Je m'y sens étrangement chez moi, bien que j'en sois parti en 1979. Comme les imbéciles heureux qui sont nés quelque part de la chanson de Brassens.
Les natifs du coin n'ont pas de souci pour se baigner là. Il suffit d'aller nager derrière les vagues. |
Quelques jours plus tard, ma sœur m'envoie un article de Ouest France.
"Un promeneur a découvert, en début d’après-midi, vendredi 11 août 2023, un obus enfoui dans le sable de la plage de Perros-Guirec (..) Une équipe de déminage a enfoui l’obus antiaérien (engin explosif couramment retrouvé sur les plages) dans le sable avant de le faire exploser."
Ca fait donc près de 80 ans que cet obus dormait sous le sable. Des générations d'enfants (et de parents) sont nés, ont grandi et sont morts après avoir trottiné sur le rivage, juste au-dessus de lui, et ont clapoté sans claboter dans les vagues de Trestraou, sans troubler son sommeil de mort ni se faire sauter avec. Rien d'exceptionnel, des obus non explosés, on en retrouve aussi fréquemment vers chez moi, plus bas sur la façade atlantique; faut croire que les détonateurs s'altèrent dans le temps, alors que la charge explosive reste intacte.
Si Dieu existait, est-ce qu'il les ferait péter au passage des touristes allemands, est-ce qu'il me foudroierait si j'écris de telles âneries revanchardes ? La haine du Boche ayant fini par s'éteindre dans les campagnes bretonnes, dont les sillons sont désormais abreuvés de marées noires et d'algues vertes plutôt que de sang impur, on est même carrément devenus potes avec les Chleuhs pour envoyer des missiles en Ukraine, j'ai moi-même de bons amis Chleuhs, c'est dire à quel point je ne suis pas rancunier question munitions non explosées, et les bords de la Mer Noire seront bientôt plus dangereux que la plage de Trestraou.

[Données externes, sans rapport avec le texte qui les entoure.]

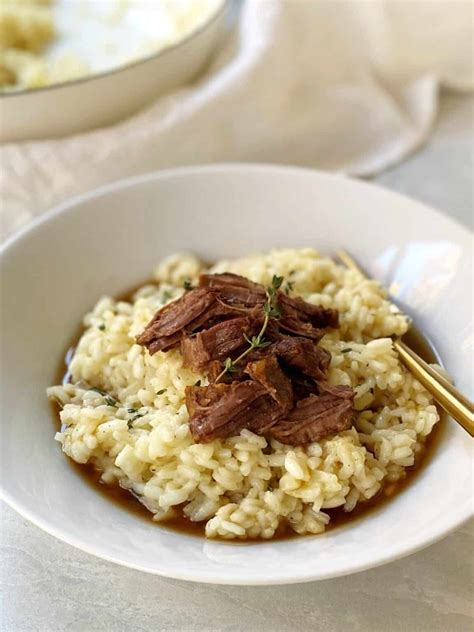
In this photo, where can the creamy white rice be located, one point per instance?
(245, 486)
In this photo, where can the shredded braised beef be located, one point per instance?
(278, 388)
(223, 410)
(316, 417)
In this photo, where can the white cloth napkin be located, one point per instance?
(341, 85)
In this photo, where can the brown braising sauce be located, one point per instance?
(339, 517)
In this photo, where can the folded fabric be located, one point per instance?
(347, 86)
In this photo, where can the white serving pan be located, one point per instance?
(107, 97)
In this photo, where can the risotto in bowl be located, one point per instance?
(248, 392)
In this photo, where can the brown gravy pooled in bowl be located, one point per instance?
(182, 524)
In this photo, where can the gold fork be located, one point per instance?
(445, 394)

Comme j'ai repris le microdosage de psychédéliques, ça me rend un peu allégorique, et je me mets à rêvasser sur ces trajets que nous parcourons tous les jours, dans nos têtes, marchant sans le savoir au dessus d'obus non explosés, qui sont là depuis des lustres, jusqu'au jour où boum. Ou pas.
Des obus non explosés dans ma tête, je crois qu'il m'en reste assez peu en stock, depuis le printemps dernier, et je m'en réjouis. J'ai le sentiment d'avoir fait un peu le tour, et pas mal déminé, avec l'aide du psychiatre qui me suit depuis 2011, et qui envisage de mettre fin à nos séances, depuis que j'ai interrompu mon traitement au lithium l'an dernier et que je manifeste des signes inquiétants de santé mentale persistante. Pourvu que ça dure.